Ein Plädoyer fürs Jugendparlament

Warum beteiligen sich die Jungen nun also immer weniger an der Politik? Kessler wirft zur Diskussionseröffnung ein paar Denkansätze in den Ring: «Ist es mangelndes Interesse, mangelnde politische Bildung, ein Gefühl der Ohnmacht, Verdrossenheit oder eher das Gegenteil davon, nämlich die Einstellung, dass alles schon seinen guten Weg gehen werde in diesem stabilen Land?» Auch den zu beobachtenden Trend, dass politisches Engagement der jungen Generation oft nicht mehr parteipolitisch ist, sondern sich grösstenteils rein themenorientiert äussert und in sozialen Bewegungen stattfindet, spricht er an. «Ich möchte feststellen, dass hier auch junge Leute erschienen sind, das zeigt doch, dass politisches Interesse vorhanden ist», meint eine Teilnehmerin, und kurz darauf meldet sich schon ein Vertreter der im Fokus stehenden Gruppe zu Wort. «Ich bin 20 Jahre alt und wirke im Jugendparlament mit», lässt er die Runde wissen. Im Gegensatz zu einem «klassischen» Parlament könne man da auch als Parteilose(r) hingehen und mitreden, er würde dies allen jungen Menschen empfehlen, die ihre Stimme einbringen möchten.

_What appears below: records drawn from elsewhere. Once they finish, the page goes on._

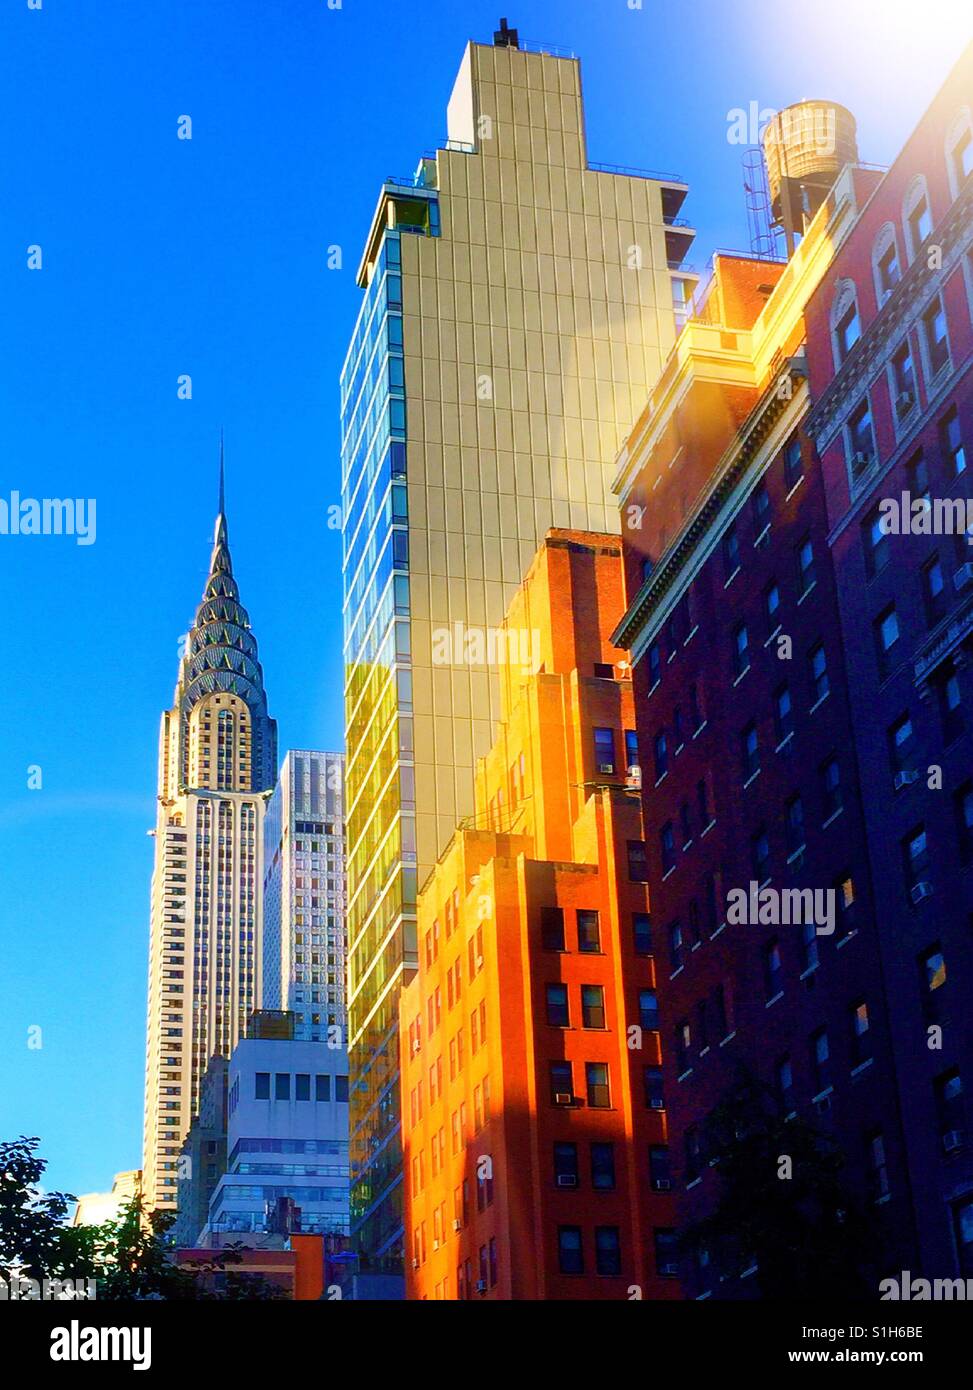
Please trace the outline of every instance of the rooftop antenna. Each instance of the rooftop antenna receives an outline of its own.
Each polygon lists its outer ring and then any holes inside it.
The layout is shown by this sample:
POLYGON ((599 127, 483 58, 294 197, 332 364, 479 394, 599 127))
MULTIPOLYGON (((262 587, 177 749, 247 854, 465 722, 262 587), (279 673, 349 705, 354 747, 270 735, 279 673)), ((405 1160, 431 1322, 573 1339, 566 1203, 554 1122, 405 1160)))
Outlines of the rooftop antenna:
POLYGON ((501 21, 500 21, 500 28, 494 30, 494 33, 493 33, 493 46, 494 46, 494 48, 519 48, 519 47, 520 47, 520 40, 519 40, 519 38, 517 37, 517 30, 516 30, 516 29, 509 29, 509 28, 507 27, 507 21, 506 21, 506 19, 501 19, 501 21))
POLYGON ((220 506, 219 516, 223 515, 223 426, 220 426, 220 506))
POLYGON ((774 226, 770 209, 770 188, 767 165, 759 145, 750 145, 743 153, 743 196, 747 205, 747 227, 750 250, 755 256, 772 260, 783 258, 781 233, 774 226))

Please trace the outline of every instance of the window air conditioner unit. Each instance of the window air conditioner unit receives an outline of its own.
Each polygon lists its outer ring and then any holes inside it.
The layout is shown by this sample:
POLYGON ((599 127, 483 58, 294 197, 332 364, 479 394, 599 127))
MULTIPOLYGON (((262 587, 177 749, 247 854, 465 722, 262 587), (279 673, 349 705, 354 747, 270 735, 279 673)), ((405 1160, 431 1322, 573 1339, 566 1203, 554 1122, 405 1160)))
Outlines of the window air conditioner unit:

So weit, so schön, denkt man sich. Doch erreicht die Botschaft, dass eine solche Form des Mitmachens möglich wäre, auch genügend Jugendliche, namentlich an den Schulen? Äusserungen von Gesprächsteilnehmenden, die den Schulbetrieb «von innen» kennen, bestätigen die Vermutung: Die meisten Anstrengungen seitens der Politik, Schülerinnen und Schüler zu einer Beteiligung an politischen Entscheidungen zu motivieren, laufen offenbar ins Leere. «Sie haben gar keine Ahnung, was Politik überhaupt bedeutet», lautet etwa eine ernüchtert klingende Feststellung, die am Stammtisch einen Moment lang zu ratlosen Blicken führt. Ein jüngerer Mann, der sich als Neu-Parteimitglied vorstellt, weist darauf hin, dass auch klassische Parteien mit anlassbezogenen Aktionen ein junges Publikum für sich gewinnen können. «Ich weiss von zwei Politikerinnen, die junge Frauen an ­einer Veranstaltung zu sexualisierter Gewalt zusammenbringen konnten, einem Thema, das leider ja fast alle jungen Frauen in irgendeiner Weise betrifft», erklärt er. «Wenn es einem gelingt, Punkte anzusprechen, die die Leute wirklich persönlich angehen, dann schafft man es auch, sie zu erreichen», zeigt sich der Diskussionsteilnehmer überzeugt.

«Ich denke, es gibt eine grosse Angst bei den jungen Leuten, von den Parteien vereinnahmt zu werden», bemerkt ein anderer Anwesender. Ausserdem mache die kleinräumige Struktur im Knonauer Amt, wo quasi jeder jeden kenne, die Teilnahme an der Politik nicht einfacher. Ohnehin handle es sich bei den politischen Akteuren vornehmlich um Personen aus anderen Generationen, die sich untereinander schon lange kennen und es «Neulingen» alleine schon durch ihr Alter und ihre Stellung nicht leicht machen, Fuss zu fassen. Solche Tatsachen beschäftigen auch eine junge Frau in der Runde, die sich durchaus ein Engagement vorstellen könnte, jedoch befürchtet, von vornherein als «untypisch» wahrgenommen zu werden. «Wenn ich jetzt im Stadtrat mitmachen würde, wäre ich nicht ein Individuum, sondern vor allem ein Vertreter meiner Generation. Was ich sage, das hat dann meine Generation gesagt», bringt es ein anderer auf den Punkt. Sicherlich helfen würde beim Schritt in ein politisches Amt das Vorhandensein von «Göttis» und «Gotten», die einem am Anfang zur Seite stehen, sind sich die meisten in der Runde einig.